Matilde, costernata, si precipitò in casa e capì. Un'assurda successione di note raggiunse, ahi, dolore!, il suo orecchio assoluto e le si appiccicò come vischio moschicida nel sistema timpanico. Lei non arretrò e,  stile Indiana Jones, si inoltrò verso il salotto, fino al mattino “il caro buon salotto”, dove lo vide: al pianoforte, fino al mattino “il caro buon pianoforte”, sedeva suo padre e suonava re mi fa mi sol la cantando la fa mi sol mi re: e quello era stato fino al mattino “il caro buon papà”.

Il resto della storia emerse grazie alla testimonianza di nonna Sabata e nonna Domenica, che messe assieme facevano "weekend", e non mancò di suscitare emozioni contrastanti in Matilde, che quella sera stessa decise di parlare col cuore in mano ai suoi  genitori pieni di insospettate risorse. Ma anche in quell'occasione Matilde Agosti si riconfermò Matilde Agosti e tra le tante cose che avrebbe voluto potuto dovuto dire, riuscì a dire solo questo: "come avete fatto a pensare di poter risalire dall'atto alla potenza?
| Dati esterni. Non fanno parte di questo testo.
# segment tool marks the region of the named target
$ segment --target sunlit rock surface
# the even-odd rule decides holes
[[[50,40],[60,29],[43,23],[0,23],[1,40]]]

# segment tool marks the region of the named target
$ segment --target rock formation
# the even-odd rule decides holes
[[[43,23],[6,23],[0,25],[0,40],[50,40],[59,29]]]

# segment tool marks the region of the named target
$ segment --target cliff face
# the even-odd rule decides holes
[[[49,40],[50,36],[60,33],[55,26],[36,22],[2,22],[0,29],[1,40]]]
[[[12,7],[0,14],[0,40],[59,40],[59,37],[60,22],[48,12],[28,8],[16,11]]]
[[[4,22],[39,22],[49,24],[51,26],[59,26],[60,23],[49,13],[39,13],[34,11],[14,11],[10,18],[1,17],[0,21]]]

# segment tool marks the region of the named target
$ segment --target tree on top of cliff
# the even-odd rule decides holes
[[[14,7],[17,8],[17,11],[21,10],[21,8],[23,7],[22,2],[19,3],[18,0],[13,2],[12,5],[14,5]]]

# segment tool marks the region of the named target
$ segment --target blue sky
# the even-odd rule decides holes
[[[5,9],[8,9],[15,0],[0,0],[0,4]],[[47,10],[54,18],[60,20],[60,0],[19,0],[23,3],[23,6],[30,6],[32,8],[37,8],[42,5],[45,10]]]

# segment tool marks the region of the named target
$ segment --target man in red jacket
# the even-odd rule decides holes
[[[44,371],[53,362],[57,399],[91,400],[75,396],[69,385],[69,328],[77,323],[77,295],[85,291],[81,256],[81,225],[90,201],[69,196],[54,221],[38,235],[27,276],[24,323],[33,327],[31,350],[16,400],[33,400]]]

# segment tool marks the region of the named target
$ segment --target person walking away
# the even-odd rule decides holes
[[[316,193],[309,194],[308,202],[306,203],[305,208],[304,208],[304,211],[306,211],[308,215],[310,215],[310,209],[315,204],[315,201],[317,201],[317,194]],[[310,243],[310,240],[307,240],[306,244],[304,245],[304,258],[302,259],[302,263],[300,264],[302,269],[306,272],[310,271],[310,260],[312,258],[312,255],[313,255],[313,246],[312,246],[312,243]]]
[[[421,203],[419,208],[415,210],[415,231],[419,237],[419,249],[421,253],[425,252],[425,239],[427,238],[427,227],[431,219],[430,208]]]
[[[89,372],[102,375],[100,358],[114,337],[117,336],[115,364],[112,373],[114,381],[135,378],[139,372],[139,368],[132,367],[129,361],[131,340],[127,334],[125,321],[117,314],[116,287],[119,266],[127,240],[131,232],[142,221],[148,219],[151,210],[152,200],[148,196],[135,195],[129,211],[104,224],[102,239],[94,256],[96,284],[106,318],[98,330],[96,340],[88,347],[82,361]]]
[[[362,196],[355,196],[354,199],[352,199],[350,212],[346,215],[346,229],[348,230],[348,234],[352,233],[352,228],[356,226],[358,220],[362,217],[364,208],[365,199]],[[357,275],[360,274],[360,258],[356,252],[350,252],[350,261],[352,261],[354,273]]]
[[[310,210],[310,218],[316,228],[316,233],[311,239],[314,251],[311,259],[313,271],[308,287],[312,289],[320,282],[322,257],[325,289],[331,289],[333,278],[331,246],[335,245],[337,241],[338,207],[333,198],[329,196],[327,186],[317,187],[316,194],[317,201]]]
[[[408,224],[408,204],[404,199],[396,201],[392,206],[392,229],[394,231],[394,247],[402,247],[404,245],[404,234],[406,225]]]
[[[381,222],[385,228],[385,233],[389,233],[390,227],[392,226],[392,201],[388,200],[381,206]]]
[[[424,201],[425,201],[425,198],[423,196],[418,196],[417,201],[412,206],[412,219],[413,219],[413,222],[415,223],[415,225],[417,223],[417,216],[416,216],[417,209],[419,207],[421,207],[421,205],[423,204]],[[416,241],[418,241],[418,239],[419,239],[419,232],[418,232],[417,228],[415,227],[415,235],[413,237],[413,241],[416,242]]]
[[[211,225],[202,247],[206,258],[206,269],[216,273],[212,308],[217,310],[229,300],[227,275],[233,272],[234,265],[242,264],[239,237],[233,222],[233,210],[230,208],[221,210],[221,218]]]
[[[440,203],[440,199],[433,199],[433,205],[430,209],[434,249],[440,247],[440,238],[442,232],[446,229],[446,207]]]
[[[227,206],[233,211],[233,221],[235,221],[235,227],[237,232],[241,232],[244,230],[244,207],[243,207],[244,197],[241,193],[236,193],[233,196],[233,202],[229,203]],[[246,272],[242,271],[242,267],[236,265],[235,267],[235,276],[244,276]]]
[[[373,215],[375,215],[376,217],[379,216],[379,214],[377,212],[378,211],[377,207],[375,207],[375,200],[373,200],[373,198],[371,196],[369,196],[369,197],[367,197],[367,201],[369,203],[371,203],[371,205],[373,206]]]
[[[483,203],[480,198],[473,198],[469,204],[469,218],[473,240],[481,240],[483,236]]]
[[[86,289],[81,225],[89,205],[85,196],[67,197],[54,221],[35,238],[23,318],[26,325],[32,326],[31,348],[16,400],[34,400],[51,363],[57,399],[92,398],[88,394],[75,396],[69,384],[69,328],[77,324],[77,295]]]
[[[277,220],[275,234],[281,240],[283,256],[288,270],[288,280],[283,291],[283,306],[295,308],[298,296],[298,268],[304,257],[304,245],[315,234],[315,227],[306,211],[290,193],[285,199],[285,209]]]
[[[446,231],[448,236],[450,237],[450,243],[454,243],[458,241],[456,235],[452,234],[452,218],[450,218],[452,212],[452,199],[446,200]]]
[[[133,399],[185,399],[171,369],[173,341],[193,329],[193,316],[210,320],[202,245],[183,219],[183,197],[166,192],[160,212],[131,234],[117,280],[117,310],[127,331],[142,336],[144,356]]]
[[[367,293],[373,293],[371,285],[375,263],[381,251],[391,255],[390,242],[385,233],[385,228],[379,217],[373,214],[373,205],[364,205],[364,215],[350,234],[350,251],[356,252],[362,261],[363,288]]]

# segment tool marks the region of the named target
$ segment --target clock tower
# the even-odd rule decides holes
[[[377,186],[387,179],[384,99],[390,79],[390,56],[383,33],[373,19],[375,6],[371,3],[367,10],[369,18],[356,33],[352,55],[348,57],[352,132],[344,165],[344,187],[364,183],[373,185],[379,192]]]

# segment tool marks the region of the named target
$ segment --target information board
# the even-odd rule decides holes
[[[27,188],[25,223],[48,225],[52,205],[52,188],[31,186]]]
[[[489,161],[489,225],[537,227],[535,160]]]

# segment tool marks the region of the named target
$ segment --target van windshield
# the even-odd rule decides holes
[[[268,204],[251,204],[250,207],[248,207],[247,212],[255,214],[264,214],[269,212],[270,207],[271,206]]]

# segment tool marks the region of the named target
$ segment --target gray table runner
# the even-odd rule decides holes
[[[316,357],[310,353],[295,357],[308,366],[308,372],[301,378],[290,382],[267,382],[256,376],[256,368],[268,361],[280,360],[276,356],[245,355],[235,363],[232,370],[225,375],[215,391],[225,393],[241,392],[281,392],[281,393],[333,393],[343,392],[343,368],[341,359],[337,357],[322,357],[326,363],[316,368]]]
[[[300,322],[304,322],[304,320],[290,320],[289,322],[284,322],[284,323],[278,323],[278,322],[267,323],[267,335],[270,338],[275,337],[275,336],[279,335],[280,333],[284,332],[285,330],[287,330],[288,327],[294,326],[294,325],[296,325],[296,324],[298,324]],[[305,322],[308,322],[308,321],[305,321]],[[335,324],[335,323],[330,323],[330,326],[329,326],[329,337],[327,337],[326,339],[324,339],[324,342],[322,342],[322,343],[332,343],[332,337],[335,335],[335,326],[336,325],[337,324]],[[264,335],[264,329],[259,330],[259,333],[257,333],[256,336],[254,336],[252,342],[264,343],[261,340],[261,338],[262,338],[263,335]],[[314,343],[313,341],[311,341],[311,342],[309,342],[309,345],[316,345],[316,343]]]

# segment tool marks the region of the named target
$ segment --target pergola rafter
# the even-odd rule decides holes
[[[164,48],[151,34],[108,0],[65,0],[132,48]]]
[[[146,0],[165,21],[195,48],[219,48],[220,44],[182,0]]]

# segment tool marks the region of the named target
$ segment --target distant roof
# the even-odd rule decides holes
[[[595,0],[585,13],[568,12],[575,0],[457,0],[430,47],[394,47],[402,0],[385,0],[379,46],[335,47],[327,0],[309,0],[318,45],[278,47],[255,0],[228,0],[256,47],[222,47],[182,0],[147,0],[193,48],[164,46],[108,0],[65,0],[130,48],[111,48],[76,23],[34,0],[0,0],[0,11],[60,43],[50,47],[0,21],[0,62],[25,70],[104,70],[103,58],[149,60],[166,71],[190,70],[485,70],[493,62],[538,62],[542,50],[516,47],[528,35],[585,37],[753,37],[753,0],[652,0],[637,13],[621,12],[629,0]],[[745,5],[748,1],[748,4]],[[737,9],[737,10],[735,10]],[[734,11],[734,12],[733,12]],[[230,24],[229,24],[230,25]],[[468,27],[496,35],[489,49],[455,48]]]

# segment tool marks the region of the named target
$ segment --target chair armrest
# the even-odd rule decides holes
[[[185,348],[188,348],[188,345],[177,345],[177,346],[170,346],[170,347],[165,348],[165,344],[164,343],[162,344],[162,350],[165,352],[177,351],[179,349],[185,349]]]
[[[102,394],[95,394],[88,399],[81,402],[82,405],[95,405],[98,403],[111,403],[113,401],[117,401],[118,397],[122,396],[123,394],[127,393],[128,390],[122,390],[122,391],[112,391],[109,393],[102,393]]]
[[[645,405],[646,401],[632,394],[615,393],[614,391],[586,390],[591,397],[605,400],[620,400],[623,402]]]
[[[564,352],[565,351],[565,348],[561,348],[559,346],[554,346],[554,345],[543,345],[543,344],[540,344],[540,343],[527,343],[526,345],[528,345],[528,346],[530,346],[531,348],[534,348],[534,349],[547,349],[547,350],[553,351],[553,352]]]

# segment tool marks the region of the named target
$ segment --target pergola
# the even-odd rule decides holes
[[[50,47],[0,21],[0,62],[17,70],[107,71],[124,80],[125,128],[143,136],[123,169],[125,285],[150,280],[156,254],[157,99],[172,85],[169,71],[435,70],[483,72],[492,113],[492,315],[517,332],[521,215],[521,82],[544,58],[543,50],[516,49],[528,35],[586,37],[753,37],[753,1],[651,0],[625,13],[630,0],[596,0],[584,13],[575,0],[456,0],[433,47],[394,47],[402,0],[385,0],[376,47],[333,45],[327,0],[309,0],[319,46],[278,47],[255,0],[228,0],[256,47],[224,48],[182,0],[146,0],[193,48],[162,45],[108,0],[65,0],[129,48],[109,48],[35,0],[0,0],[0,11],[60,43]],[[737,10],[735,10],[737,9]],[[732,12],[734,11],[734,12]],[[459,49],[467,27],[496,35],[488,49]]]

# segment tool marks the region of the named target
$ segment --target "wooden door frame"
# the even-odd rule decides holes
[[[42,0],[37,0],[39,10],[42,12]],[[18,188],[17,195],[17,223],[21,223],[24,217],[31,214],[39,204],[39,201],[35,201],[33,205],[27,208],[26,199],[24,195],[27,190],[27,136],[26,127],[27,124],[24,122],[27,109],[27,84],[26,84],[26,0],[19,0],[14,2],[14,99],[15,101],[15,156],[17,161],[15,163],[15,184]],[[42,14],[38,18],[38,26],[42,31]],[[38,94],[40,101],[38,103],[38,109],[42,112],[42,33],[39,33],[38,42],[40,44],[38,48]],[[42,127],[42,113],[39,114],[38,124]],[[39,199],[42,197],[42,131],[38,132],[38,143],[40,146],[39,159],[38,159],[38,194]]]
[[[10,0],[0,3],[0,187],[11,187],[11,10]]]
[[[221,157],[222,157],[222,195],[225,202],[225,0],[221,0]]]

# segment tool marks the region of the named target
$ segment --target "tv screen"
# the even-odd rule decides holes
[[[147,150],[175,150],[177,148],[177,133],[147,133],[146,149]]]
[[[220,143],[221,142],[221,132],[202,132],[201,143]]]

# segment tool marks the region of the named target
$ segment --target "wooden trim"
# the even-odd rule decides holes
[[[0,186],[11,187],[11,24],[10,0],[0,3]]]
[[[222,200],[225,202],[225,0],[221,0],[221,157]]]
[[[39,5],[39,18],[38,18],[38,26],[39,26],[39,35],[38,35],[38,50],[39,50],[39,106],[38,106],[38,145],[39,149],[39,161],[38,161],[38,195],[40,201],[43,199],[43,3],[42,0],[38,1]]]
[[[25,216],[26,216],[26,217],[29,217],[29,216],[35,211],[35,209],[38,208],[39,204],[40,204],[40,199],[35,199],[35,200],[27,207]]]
Ma, dico, Aristotele sarà pure qualcuno!". E se ne andò sbattendo la porta.

Solo Ernesta Franzone in Agosti si degnò di rispondere, gridandole dietro: "da un po' di tempo tu frequenti ragazzi che non mi piacciono!". Intanto Renato Agosti aveva ripreso, riconciliato con se stesso e il mondo, a fare orecchie da mercante, immerso nel giornale, anche quando sua moglie rincalzò, con il solito stile: "il ganzo di sua figlia vuole passare dalla potenza all'atto e lui che fa? L'occhio da allocco".

Stavolta l'occhio? Questa, se la signora permette, è un'altra storia e forse addirittura un altro libro.